New elementary school slated for West M district

Kate Snyder
Reporter

ZANESVILLE – The West Muskingum school board recently approved the construction project of the new elementary school during a special meeting.

The project is slated to cost $15 million, consisting of state funds, said Bill Harbron, West Muskingum superintendent. Quandel Enterprises is the company heading up the construction, and the project is being done in conjunction with the Ohio Facilities Construction Commission.

The new school will replace Falls Elementary School and will be built just west of that school.

The school itself will be a blended learning-style building, with kindergarten, first- and second-graders in classes together and third- and fourth-graders in classes together. And the classrooms will be “learning pods,” with several smaller learning studios off a single main room per class.

Learning studios attached to the learning community within each pod will be used for different purposes — one will be for quiet reading or work, one will be for group projects, and some can be for math or science work. Those classroom-like studios will be connected to one another through French doors that can be opened for more space or closed for privacy.

Work stations within the learning pods will be designed to accommodate the students. Plans are included in the learning centers to make the students feel more at home and willing to learn.

The design hasn’t varied much since the initial conception last summer, Harbron said.

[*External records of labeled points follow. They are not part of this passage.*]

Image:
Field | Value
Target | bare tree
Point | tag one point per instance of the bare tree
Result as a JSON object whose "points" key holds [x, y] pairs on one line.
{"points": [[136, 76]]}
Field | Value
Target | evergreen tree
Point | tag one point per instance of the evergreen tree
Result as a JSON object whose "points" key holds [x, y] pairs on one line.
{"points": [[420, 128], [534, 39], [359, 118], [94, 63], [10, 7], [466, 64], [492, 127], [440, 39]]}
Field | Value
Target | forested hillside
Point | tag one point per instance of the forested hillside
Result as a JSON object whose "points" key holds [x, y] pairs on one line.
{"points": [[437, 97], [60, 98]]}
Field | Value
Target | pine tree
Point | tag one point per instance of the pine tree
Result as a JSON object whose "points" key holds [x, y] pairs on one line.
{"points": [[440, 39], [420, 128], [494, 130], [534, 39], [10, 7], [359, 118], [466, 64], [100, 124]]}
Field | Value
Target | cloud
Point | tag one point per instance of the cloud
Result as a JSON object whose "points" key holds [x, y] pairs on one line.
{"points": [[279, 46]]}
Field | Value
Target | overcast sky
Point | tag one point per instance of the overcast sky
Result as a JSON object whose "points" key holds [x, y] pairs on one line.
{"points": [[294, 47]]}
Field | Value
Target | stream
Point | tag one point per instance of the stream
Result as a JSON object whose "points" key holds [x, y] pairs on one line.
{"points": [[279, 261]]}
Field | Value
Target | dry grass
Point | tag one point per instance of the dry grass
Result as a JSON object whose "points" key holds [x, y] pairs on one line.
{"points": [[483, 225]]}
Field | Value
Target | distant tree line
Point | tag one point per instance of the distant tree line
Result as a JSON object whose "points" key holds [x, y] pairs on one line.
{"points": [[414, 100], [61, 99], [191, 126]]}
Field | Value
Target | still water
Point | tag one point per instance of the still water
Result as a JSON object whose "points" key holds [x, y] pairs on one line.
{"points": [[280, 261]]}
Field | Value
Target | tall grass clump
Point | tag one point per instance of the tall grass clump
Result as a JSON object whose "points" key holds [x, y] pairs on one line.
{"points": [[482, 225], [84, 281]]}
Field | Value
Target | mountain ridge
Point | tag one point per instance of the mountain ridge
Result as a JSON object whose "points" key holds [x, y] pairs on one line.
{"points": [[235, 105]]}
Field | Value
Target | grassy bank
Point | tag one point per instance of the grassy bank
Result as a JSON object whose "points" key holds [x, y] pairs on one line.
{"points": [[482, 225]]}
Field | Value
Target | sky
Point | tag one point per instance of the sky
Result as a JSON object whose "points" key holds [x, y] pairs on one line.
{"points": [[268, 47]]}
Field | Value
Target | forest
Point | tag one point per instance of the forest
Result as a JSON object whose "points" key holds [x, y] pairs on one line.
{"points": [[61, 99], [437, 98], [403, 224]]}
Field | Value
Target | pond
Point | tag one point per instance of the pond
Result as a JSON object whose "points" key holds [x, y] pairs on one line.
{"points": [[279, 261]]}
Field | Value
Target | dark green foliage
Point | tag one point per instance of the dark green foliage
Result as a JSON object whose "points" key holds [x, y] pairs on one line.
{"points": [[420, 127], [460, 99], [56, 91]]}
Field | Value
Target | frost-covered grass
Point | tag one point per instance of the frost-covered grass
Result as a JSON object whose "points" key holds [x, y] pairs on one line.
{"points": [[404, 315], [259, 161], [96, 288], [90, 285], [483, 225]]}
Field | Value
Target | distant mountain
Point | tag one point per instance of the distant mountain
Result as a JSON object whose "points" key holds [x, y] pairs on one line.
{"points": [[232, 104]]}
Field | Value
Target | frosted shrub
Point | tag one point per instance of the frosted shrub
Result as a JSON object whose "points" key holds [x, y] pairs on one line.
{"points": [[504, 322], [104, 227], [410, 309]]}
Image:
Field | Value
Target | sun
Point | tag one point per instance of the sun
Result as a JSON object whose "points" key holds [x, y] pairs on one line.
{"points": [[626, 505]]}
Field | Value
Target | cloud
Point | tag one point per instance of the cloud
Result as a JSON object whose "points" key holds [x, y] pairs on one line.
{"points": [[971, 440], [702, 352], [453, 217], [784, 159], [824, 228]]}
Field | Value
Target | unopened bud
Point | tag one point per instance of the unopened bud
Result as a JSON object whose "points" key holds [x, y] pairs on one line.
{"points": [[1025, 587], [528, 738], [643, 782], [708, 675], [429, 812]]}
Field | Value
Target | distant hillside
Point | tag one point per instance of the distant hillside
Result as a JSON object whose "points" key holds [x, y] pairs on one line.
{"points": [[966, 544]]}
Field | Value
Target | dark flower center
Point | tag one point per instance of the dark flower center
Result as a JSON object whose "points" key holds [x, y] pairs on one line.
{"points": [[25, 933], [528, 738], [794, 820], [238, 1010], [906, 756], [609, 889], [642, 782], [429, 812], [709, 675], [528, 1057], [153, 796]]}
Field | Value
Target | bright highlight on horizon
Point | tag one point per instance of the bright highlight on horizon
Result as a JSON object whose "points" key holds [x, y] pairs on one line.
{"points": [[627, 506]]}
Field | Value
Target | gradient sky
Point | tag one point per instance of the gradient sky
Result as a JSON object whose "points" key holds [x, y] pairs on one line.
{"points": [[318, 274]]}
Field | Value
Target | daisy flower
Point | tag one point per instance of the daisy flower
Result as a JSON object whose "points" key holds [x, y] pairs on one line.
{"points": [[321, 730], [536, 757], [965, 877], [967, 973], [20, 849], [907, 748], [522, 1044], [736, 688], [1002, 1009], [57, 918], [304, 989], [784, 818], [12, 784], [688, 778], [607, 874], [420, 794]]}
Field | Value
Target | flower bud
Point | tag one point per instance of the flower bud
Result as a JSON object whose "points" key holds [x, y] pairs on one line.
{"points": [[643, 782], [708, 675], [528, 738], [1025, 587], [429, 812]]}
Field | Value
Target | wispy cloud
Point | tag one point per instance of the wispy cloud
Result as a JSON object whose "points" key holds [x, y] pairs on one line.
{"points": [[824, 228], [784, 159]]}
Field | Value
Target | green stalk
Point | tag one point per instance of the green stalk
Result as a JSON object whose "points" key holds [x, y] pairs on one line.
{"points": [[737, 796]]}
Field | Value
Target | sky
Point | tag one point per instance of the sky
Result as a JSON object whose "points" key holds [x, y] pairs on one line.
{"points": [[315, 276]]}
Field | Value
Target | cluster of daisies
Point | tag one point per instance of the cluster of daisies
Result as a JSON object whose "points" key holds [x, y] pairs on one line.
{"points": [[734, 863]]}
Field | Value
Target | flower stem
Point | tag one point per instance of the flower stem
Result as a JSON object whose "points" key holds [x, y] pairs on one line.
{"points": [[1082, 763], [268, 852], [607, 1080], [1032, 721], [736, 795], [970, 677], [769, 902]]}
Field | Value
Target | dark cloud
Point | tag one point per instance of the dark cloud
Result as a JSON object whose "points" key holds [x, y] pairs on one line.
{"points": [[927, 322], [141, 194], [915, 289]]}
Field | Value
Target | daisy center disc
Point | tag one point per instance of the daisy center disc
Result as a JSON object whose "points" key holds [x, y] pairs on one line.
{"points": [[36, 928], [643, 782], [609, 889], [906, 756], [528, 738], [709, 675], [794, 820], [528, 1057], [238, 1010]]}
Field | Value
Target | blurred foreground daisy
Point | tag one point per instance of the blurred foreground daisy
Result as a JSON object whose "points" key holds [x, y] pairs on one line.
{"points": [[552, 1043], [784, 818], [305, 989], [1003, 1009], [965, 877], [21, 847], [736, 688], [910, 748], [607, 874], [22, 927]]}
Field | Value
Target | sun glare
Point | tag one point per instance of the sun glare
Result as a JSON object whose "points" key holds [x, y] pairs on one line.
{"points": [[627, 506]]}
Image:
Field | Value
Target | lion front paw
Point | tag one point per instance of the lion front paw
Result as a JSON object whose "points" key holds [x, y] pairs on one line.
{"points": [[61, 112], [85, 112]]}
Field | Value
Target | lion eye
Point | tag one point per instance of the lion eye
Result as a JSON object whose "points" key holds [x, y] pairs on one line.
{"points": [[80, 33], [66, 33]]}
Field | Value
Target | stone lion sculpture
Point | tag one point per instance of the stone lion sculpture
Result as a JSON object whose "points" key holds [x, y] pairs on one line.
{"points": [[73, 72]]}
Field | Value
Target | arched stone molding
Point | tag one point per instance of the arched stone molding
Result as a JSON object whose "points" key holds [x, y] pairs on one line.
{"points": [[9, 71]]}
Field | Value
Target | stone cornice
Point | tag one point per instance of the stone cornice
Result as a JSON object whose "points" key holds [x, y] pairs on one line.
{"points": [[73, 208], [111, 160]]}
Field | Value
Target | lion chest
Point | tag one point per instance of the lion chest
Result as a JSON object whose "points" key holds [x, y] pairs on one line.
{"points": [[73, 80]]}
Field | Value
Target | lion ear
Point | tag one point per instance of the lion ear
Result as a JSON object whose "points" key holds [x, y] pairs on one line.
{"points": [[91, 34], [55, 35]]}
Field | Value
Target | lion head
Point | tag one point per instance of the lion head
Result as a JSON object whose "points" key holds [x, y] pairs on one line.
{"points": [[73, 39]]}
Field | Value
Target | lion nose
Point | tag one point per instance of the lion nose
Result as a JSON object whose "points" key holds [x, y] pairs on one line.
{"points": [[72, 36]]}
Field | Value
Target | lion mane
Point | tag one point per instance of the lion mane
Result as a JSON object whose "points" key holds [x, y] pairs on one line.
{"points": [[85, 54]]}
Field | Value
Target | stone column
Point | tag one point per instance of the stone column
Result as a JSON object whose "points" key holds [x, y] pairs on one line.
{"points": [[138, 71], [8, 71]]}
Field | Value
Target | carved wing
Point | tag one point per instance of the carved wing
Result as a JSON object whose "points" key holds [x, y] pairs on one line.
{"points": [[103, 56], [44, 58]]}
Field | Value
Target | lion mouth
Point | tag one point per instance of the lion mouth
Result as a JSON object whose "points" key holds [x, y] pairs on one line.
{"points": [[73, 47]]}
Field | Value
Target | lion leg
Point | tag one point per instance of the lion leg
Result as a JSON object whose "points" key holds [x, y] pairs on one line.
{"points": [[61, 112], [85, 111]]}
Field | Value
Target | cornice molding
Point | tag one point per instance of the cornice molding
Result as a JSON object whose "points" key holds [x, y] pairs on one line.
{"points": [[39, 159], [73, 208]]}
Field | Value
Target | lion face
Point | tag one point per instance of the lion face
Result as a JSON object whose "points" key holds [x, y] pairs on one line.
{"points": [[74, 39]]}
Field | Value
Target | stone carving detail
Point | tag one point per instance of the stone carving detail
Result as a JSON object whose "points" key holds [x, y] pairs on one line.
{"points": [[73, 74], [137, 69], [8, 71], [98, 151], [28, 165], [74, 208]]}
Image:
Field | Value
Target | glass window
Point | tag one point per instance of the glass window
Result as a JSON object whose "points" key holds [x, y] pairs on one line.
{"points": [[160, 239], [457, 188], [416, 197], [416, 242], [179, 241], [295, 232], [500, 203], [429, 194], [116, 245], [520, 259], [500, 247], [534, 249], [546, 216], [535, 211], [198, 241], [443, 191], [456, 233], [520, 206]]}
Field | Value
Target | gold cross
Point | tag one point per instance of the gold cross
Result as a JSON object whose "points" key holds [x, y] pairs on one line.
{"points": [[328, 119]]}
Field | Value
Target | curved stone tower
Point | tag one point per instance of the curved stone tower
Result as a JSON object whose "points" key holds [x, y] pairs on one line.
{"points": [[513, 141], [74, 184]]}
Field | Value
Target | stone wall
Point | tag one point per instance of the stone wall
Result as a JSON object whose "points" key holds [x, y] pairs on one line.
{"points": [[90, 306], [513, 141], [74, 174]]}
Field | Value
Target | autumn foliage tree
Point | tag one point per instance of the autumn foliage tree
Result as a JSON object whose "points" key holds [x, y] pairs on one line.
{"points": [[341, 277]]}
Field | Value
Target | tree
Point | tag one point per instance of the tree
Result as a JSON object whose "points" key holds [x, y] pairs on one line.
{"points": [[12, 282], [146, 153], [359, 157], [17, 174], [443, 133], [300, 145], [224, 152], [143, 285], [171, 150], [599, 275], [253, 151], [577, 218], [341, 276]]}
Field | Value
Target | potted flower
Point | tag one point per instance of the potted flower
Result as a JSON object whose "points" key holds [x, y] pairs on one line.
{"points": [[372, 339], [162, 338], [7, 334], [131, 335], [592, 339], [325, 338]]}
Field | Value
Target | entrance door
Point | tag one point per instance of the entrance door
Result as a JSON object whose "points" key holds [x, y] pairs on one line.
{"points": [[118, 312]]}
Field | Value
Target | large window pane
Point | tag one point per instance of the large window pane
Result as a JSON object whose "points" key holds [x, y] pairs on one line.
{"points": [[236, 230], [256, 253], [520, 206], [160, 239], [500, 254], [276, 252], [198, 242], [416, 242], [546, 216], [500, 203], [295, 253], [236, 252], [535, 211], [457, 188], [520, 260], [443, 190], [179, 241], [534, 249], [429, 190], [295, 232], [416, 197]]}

Another office was added, and the design would probably change in small ways throughout the construction process.

“The building itself is under budget,” he said, so there is some room to vary the plans slightly.

Construction is scheduled to begin April 1 at the district’s main campus along Kimes Road.

This type of multi-age model would give more students access to more of their teachers’ time and attention and allow teachers to work at individual students’ levels, Harbron said.

Other school districts in the state are moving toward the same model, including Beaver Local School District and North Ridgeville City Schools.

Harbron and others said they think the model will work in part because the district is already doing it — four teachers at Falls Elementary School teamed up two years ago to provide an education for first-graders and kindergartners.